The Institute staff and board of directors are headed for a corporate retreat in a place where the internet doesn't really reach, so things will be quiet here for a bit. But before I go, here's some reading for you to do. Sorry for all the paywalls today.
There have been several recurriing themes in this week's coverage. For instance, lots of folks have noticed that Betsy DeVos's current stance on getting schools open, and using federal muscle to force it, appears to be a complete reversal of her long-held beliefs.
Here's Matt Barnum at Chalkbeat with a pretty good take. Erica Green at the New York Times also offered some DeVosian historical context.
But other folks focused more closely on just how bad DeVos is at her job. Jennifer Rubin at the Washington Post wanted to know who the heck thought it would be a good idea to send DeVos out onto the Sunday shows. Jessica Calarco is at the New York Times wondering what the heck DeVos is thinking. And Charles Pierce at Esquire observed, among other things, that "the only thing DeVos knows about education is how to turn a buck on it."

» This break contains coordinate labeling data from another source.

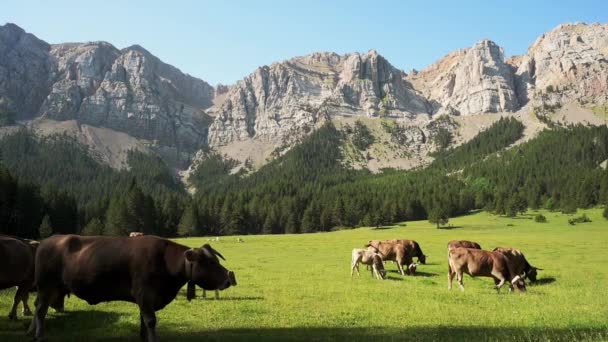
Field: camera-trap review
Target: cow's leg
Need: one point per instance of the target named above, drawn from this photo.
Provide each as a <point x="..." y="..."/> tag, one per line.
<point x="451" y="275"/>
<point x="26" y="308"/>
<point x="459" y="275"/>
<point x="18" y="294"/>
<point x="42" y="306"/>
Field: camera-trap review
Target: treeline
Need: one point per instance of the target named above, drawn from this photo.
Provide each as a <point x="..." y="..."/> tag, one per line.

Local dispatches have thrown the pandemic school issues into sharper relief. A Missouri school district wants parents to sign a waiver of liability for any illness of death that happens to occur. Ohio provides yet more examples of public schools getting funding cuts while charters hoover up some of that sweet small business loan cash. In Orange County, a "bold" idea to reopen school as if nothing unusual was going on turns out to come mostly from charter school fans. And from Wyoming comes this top-notch piece of reporting about a school board meeting that shows some of the attitudes and ideas roll out in unreal time.

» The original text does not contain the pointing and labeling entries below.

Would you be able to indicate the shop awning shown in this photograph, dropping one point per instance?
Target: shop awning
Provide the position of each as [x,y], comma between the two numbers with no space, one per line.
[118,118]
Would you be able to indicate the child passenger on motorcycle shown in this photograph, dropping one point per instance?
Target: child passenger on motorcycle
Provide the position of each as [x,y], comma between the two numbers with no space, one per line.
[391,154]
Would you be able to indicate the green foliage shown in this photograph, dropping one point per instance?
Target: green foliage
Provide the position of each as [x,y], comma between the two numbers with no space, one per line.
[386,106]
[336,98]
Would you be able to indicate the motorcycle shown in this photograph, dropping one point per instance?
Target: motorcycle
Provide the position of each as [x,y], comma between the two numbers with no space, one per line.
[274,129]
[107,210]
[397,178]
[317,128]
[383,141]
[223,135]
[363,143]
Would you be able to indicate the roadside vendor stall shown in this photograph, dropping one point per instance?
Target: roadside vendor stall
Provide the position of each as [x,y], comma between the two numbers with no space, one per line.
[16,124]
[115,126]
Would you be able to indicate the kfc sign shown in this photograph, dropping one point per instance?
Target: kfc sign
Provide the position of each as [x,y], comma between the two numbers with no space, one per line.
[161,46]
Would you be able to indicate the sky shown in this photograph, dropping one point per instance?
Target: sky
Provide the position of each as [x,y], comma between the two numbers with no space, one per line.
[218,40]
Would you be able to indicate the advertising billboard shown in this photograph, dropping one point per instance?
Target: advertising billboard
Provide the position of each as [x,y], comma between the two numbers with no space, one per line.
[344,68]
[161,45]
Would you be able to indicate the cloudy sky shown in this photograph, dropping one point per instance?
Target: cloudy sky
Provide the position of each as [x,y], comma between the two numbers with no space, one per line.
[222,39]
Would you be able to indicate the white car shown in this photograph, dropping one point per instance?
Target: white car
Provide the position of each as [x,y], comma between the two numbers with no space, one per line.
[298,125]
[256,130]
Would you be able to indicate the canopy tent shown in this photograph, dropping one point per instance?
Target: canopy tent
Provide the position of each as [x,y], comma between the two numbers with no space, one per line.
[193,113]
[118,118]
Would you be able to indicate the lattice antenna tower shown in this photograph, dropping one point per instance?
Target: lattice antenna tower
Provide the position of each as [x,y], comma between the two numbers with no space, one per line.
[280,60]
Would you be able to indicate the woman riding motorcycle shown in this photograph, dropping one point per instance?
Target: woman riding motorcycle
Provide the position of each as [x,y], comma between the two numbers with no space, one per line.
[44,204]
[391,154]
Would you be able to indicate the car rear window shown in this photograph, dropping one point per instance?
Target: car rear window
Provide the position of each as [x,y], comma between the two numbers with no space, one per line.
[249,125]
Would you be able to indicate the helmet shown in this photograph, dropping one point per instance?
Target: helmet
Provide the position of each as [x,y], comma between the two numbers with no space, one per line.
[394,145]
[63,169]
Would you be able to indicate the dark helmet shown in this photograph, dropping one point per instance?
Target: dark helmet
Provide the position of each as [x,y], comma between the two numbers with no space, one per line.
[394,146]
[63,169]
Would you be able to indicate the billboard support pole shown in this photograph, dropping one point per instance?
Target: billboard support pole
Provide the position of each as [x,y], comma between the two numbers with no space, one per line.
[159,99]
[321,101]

Nancy Bailey blogs about some ideas for facing the new school year, and people continue to point out that it really will take some money to do this right, but the headline of the week award may go to The Nation, with their piece entitled "There are literally no good options for educating our kids this fall." Actually, for the "We've got the money; tough noogies for everyone else" crowd, there is one option-- hire teachers to come homeschool your kids.
In other news. Education Next has a brief of research that suggests that No Excuses schools have some problems (quel surprise!) just as KIPP decides that it's time for a motto change and Schools Matter has some thoughts.
I'll be back in ten days or so. In the meantime, check out the blogroll that I keep here, wear a mask, and be kind to each other.